My brain -- and your brain too, probably -- keeps buzzing that it is profitable to play the game because in almost every conceivable scenario, we can expect to make a million dollars. Human beings can't correctly think intuitively about very small and very large numbers. Every time your brain buzzes on this problem -- remind yourself it is because you're not really weighing the enormity of the pay-off you'd have to pay. Your brain keeps saying the probability is small, but the product of the probability and the payout is a finite, non-zero number.

As several comments below have eluded, perhaps the impracticality of such a pay-off is detracting from the abstract understanding of the problem. However, this is a fascinating question, and should be addressed squarely. (I'm pretty certain you didn't mean that you would just claim bankruptcy if you lost. Then your game would really be a scam, though I suppose we could argue about whether it is a scam in a sample where no one wins.)

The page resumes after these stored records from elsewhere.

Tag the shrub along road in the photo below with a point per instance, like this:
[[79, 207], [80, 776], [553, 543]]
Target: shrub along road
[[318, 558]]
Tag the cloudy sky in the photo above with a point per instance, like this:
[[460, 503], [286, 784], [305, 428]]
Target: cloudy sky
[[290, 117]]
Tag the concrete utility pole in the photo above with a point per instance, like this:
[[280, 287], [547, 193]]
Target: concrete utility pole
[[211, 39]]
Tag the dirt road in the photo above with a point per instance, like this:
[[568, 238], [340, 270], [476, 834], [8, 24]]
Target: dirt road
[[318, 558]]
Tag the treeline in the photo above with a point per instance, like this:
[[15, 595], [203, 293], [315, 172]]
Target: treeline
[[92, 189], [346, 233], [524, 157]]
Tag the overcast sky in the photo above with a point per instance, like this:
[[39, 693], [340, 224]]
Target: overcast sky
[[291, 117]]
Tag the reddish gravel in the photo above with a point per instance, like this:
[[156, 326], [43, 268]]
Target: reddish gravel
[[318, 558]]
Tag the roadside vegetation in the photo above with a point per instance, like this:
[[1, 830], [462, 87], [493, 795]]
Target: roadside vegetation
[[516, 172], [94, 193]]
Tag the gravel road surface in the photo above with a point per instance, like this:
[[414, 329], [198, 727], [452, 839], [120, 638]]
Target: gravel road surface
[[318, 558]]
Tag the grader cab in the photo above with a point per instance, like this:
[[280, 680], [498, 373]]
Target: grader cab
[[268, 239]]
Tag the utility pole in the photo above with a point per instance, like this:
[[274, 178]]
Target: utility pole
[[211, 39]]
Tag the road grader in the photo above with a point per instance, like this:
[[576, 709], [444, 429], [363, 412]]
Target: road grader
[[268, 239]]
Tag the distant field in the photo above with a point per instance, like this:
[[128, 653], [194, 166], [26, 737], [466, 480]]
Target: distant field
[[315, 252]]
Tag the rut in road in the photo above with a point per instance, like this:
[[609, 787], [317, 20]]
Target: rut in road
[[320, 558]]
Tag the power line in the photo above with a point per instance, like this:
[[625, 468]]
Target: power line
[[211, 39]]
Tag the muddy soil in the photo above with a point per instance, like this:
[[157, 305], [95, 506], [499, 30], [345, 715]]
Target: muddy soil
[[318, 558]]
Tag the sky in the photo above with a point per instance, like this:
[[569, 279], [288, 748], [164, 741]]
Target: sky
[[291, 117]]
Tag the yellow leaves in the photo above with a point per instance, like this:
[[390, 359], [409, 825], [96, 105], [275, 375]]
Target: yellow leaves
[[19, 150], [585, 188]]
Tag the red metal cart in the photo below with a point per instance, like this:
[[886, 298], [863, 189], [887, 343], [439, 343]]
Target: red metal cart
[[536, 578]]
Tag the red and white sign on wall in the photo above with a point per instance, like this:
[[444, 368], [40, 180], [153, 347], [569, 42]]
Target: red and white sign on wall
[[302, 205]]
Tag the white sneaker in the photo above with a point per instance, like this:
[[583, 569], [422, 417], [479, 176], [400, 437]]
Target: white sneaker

Imagine this post with the problems that other commenters have pointed out fixed. In effect you're saying: Suppose I multiply something that's REALLY small (probability of having to pay out) by something that's REALLY big (amount that you would have to pay out). Further, suppose that the product (the expected payout) is 5 dollars. Can I just claim that the small probability is "practically zero" and get a different answer for the payout (that is, 0 dollars)?

There's nothing in your problem to prefer "small is approximately zero" over "big is approximately infinite". By making the other approximation, it seems just as reasonable for someone to pay a small amount for a small but finite chance of an infinite payout.

This question reminds me of the "immovable force and unstoppable barrier" problem that some of us encountered in middle school. One's intuition is destroyed by the extremes involved, and you can easily get your thinking into a circular rut focused on one half of the problem without noticing that your debate partner is going in a symmetrical circle on the other side.

There are several problems. You're really looking to take free money from expected utility maximizers, not "expected value maximizers", and the equation from an expected utility maximizer's point of view is:

Expected change in utility given that I have N dollars = [U(N-1) P(no pay|X) + U(N+X+5-1) P(pay|X)] - U(N)

Key points here are the transformation of dollar winnings to utility (diminishing marginal utility of money), the fact that the expected value looks more like 5/X (not 5) dollars, and the fact that the expected utility maximizer cares about P(pay|X), not P(win the bet|X) - its estimation of your ability to pay cannot be swept under the rug, so p quickly becomes much smaller than 1/X when X is 10^100.

I think this is one intuitive leap that could help:

You're supposing it's reasonable to assume that you'll never have to pay out in your lifetime. Anyone taking your bet, then, can just as much assume that they'll never win in your lifetime.

So it's as balanced as one should expect - if you obviously should offer the bet, then anyone else just as obviously shouldn't take it.

One way to approach the derivation of expected utility is to say that any outcome is equivalent (in the preference order) to some combination of the worst possible and the best possible outcomes. So, you pick your outcome, like [eating a pie], and say that there exists a probability P such that, say, the lottery P [life in eutopia] + (1-P) [torture and death] is as preferable. As it turns out, you can use that P as utility of your event.

So, yes, if there are no problems with the possibility to pay up on the promise, playing an incredibly risky lottery is the right thing to do. Just make sure that you calculated your odds and utility correctly, which becomes trickier and trickier as the values go extreme.